Further, he believes that the clock was ticking on some of the larger licensees within institutional ownership because "it is only a matter of time before these are either sold or closed down".

Referencing the recent decision taken by BankWest to close its salaried advice division and the earlier decision by Suncorp to exit its advice business, he said such moves were a real shame because the decisions appeared to be being made without taking account of feedback from advisers or their clients.

"There are many, many fantastic advisers around the country giving great advice to their clients who, through no fault of their own, will be forced to restructure their businesses as the institutions unilaterally make decisions that impact their livelihoods."

"We believe the clock is ticking on some of the larger AFSLs [Australian financial services licences) currently within institutional ownership.
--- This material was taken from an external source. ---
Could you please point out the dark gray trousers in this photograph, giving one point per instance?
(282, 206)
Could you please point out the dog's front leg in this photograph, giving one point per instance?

It's only a matter of time before these are either sold or closed down. Advisers in these cases will be left with no choice but to move to a salaried model within an internal AFSL of that institution, or find a new home with a quality AFSL if they want to remain non-aligned," Bristow said. Pointing to the Infocus strategy, he said the firm did not believe the industry's focus on adviser numbers as a success metric was the right one.

"Taking into account a more balanced or risk-weighted view of business is really important to Infocus. We want to ensure we're working with qualified, experienced and culturally aligned advisers who if not already, will become the future leaders of the industry", he said.